LogisticRegression(C=1.0, class_weight=None, dual=False, fit_intercept=True,
                   intercept_scaling=1, l1_ratio=None, max_iter=100,
                   multi_class='auto', n_jobs=None, penalty='l2',
                   random_state=None, solver='lbfgs', tol=0.0001, verbose=0,
                   warm_start=False)

# Score the model

In [18]:
# scoring on the training data

model.score(training_features, y_train)

0.7865168539325843

In [19]:
# scoring on the test data

model.score(test_features, y_test)

0.8324022346368715

So currently, the test score is better than the training score with ~83% vs 79%.

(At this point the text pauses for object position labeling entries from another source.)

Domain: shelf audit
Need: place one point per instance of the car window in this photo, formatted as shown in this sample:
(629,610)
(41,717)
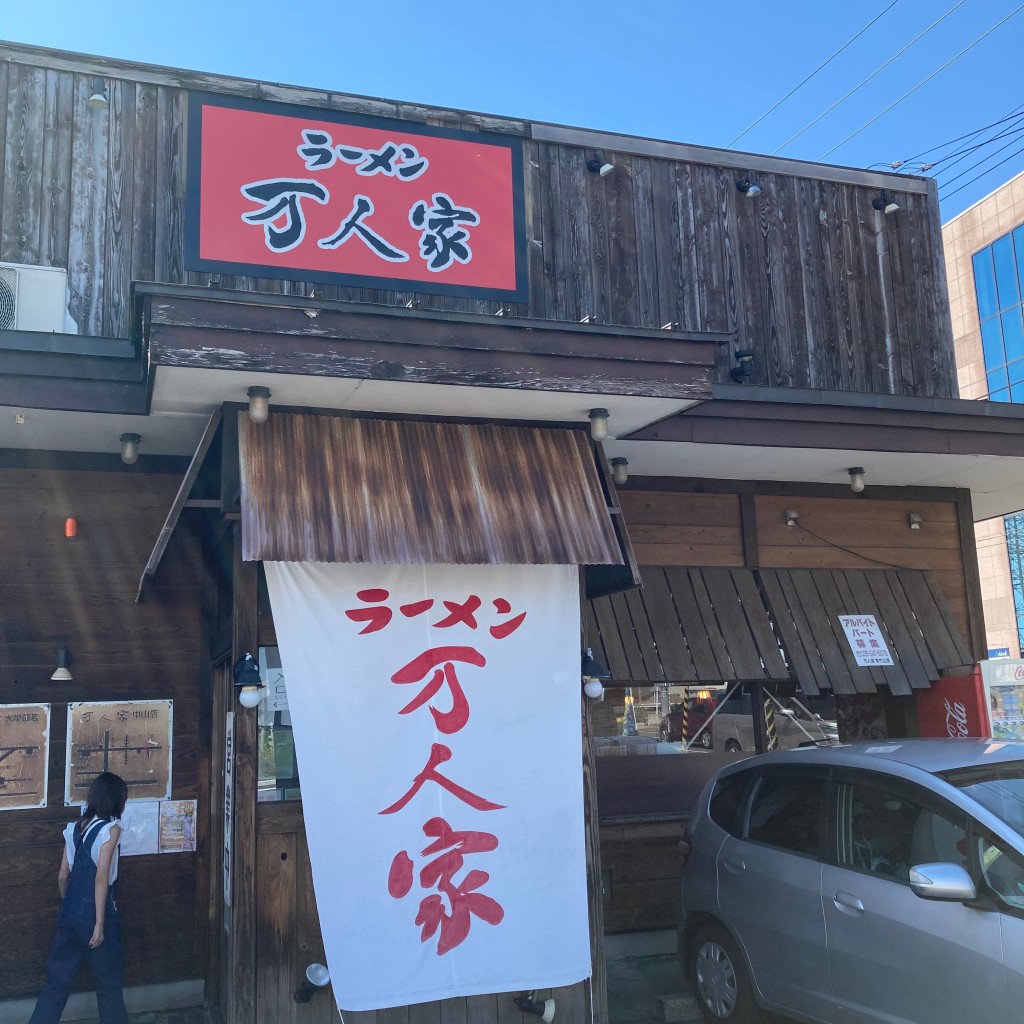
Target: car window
(726,800)
(1003,870)
(787,810)
(886,828)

The model has not overfit the training data which is great.

## Feature importance

In [20]:
print(model.coef_)

[[ 1.14029938 -0.43495738  0.93932279  0.47332605]]


In [22]:
features.columns

Index(['Sex', 'Age', 'FirstClass', 'SecondClass'], dtype='object')

So, the first feature - `Sex` - is the most important, and the second most important feature is `FirstClass`.